Two. Be yourself. Don’t try to imitate anyone, particular the slick Hollywood promotions.
Three. Keep it local. You are not mass-producing ads for the entire state, we presume, but for your locality. So, mention something special about your city. Tie in with something historic, if you can.
Four. As a rule, do not belabor directions to your church. If people want to find you, they will. So, give them something to make them want to go to your website where, we assume, you’ve laid out the good stuff about your church.
Five. Forget about trying to measure the effectiveness of the spots. You never know. I suspect that the primary results we got from the two spots above was to alert our own people to the new starting times for worship services. But knowing who was touched and to what extent is impossible with ads, even though the agencies will tell you otherwise. (Background on this: Every church has a finance committee.
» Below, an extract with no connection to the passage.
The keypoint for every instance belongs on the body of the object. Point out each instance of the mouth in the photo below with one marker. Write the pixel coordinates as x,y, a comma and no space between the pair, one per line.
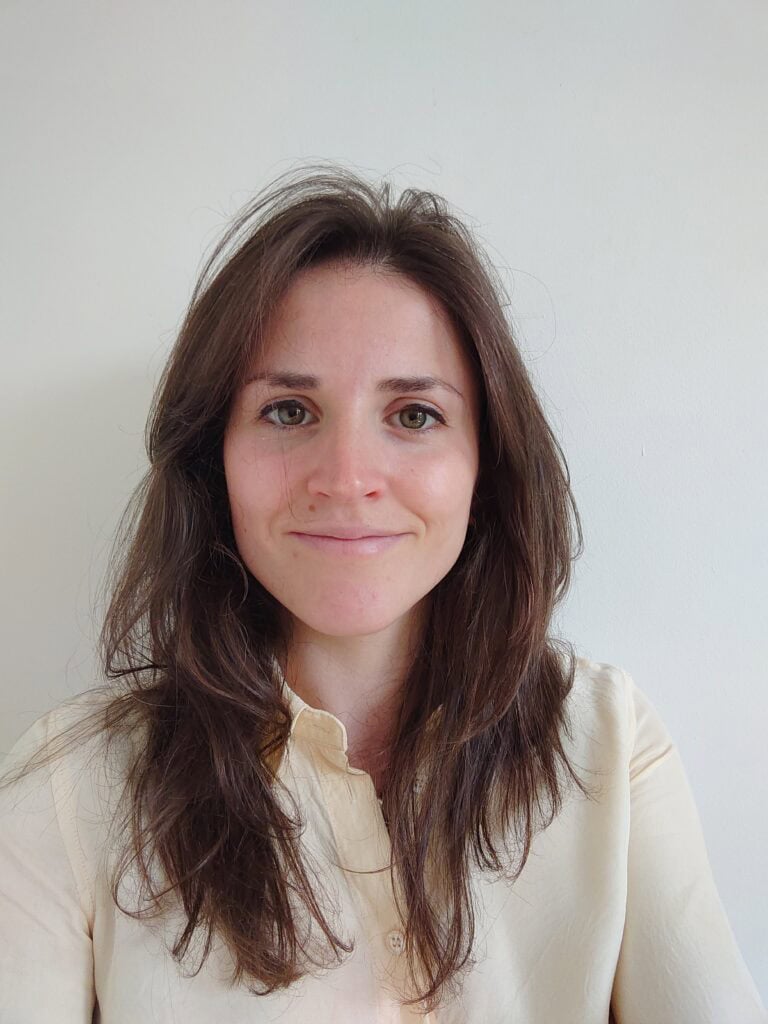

And every committee will have one or two members determined to analyze everything on a cost-benefit ratio. And they will insist that you produce numbers proving that these spots are a good investment. Which you cannot do. So, tell them up front. Mostly, what you will get is word-of-mouth, members telling you that they heard the spots. And you may see an increase in the number of visitors each Sunday. But you may not, at least for a while. If you can, stay with the promotion for several months.)
I know a scripture story that fits radio broadcasting perfectly….
And I’ll bet you do too.
It’s the story of the man who went out sowing seed–broadcasting is the actual term for what he was doing!–and it fell on different kinds of ground. That story is found in the opening verses of Matthew 13. I grew up on the farm where my dad–a coal miner 40 hours a week and a farmer the rest of the time–would often walk into a field broadcasting seed for ground cover. So, even as kids we knew that some of it falls on the pathway and birds eat it up, some falls on stony ground and others in the briars. And some falls on good ground, which is why the farmer went to all this trouble in the first place.
However–and another scripture coming up!–we do not always know what kind of seed is receiving what we are scattering. Particularly that is the case with radio and television. Computers too, of course, in case you are blogging. Scripture says, “In the morning sow your seed, and in the evening withhold not thy hand. For you do not know which shall prosper, either this one or that, or whether they both alike shall be good.” (Ecclesiastes 11:6) The point of that is: Don’t try to judge the soil; just keep on sowing!
So, when you send your message on the air waves, keep reminding yourself you will never know this side of Heaven what effect it is having. So, pray and leave it all with the Lord. (I hope you have a finance committee that believes in faith. If not, they will shut this down in a New York minute.)